The four pitching prospects New York received in the Lucas Duda and Addison Reed deals all project to be bullpen arms if they make it to the Bigs. And AJ Ramos is a capable relief arm with team control for another season. General Manager Sandy Alderson clearly identified an area of the roster that needed to be addressed, but one he didn’t want to spend a lot on (which would explain why Reed was flipped before free agency). If the pen is an area of the team that the Mets front office believes can contribute to a quick resurgence (like the Royals, Yankees, Cubs, and Indians in recent years), they’ve done a great job putting a quick-fix, low-cost solution in play.
Still, the baseball nomenclature of “seller” intones defeatism, especially so when success was so recent. The 2015 deal for Céspedes was a declaration that the Mets believed they weren’t ahead of schedule; they were right on time. But with so many young pre-arbitration/arbitration players on the roster, losing the World Series carried some cautious optimism with it. Optimism because youth—and the economics of arbitration—inherently suggests there’s still time to accomplish great things.

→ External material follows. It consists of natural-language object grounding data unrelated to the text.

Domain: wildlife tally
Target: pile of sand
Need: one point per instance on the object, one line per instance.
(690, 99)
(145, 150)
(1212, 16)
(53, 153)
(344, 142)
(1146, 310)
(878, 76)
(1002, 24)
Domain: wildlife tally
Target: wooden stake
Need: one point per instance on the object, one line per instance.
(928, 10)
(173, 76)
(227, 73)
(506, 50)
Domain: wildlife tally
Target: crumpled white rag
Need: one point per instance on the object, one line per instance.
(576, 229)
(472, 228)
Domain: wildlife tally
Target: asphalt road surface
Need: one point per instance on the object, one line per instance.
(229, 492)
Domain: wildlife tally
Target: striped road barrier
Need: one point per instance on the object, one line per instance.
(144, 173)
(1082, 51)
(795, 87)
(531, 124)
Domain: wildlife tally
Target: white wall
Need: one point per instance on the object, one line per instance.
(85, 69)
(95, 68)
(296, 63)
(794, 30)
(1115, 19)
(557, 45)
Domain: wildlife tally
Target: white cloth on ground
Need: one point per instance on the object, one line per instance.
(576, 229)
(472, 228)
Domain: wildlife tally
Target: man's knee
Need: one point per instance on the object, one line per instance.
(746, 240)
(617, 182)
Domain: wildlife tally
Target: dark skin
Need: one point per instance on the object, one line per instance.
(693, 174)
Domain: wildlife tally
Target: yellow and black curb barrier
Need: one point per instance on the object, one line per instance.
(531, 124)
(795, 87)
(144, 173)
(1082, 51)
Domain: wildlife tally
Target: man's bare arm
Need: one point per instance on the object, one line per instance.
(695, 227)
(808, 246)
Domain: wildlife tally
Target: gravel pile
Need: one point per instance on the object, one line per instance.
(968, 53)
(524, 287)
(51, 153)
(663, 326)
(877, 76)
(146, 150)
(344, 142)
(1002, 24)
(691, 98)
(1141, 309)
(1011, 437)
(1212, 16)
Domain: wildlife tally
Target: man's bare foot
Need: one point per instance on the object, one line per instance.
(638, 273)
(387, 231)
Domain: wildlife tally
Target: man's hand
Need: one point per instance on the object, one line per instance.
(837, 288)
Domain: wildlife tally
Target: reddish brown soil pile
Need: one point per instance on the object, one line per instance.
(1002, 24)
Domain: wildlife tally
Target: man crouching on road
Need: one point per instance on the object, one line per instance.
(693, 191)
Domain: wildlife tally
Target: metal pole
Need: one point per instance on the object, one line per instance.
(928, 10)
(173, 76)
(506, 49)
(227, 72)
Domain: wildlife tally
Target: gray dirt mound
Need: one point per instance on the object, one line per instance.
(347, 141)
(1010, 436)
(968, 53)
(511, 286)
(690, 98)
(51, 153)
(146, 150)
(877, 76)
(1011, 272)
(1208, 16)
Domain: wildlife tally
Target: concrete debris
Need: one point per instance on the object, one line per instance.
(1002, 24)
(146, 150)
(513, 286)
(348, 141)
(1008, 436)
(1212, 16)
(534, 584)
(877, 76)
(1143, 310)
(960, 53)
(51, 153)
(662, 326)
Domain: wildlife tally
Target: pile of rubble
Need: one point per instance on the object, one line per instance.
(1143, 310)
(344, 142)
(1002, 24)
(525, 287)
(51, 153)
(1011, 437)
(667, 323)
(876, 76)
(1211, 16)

Cautious because New York’s own recent history suggests “We’ll be back” is both breezily possible (see: Royals, Kansas City) and wishful thinking (see: curveball, Wainwright).
The “arbitration window” (where talented young players are severely underpaid for their production—an article for another day) is something like six years. The clock on young talent that runs from their official debut to unrestricted free agency just about fits in that window.
Since the first wild cards were awarded in 1995, teams who’ve lost the World Series have gone back to the Fall Classic within their arbitration window eight times. If adjusted for runners-up who haven’t exhausted their window yet, teams have returned within that window at about a 38% rate.
Arbitration Window | ||||||
Years for return | +1 | +2 | +3 | +4 | +5 | +6 |
Total | 2 | 3 | 1 | 0 | 0 | 2 |
It’s important to note that not every team relies heavily on arbitration talent to succeed, and the fundamental construction of teams has changed so much pre- and post-Moneyballthat rosters can’t really be compared financially (for example, the 2009 Yankees weren’t the grown-up version of the 2003 Yankees). But it’s a decent upper-limit timeline restriction for the window of opportunity after a team loses the World Series, if for no other reason than the rosters that took them there the first time are probably down to a handful of “originals” by the year six mark.
For a team like the modern-day Mets, who have benefited greatly by paying cut rates for starting pitching, the window is telling. It’s really hard to win a ring, and when you’re thinning out instead of bulking up, it at least appears like an unlikely possibility is becoming just unlikely. As post-arbitration approaches for their live arms, any concession speeds up foreboding urgency.
Baseball colloquialisms aside however, the Mets have a vision to stay in contention. They’ve punted 2017, a disaster of a year through and through. Young talent will get a chance to get Major League exposure on a relatively low-key playing field, and the money saved on bullpen reinforcement could theoretically be used on a starting eight that will see four everyday players hit free agency. Get beyond the stigma of concession and selling, and the re-up is on.
The window hasn’t been shuttered for good. But it has been closed for 2017.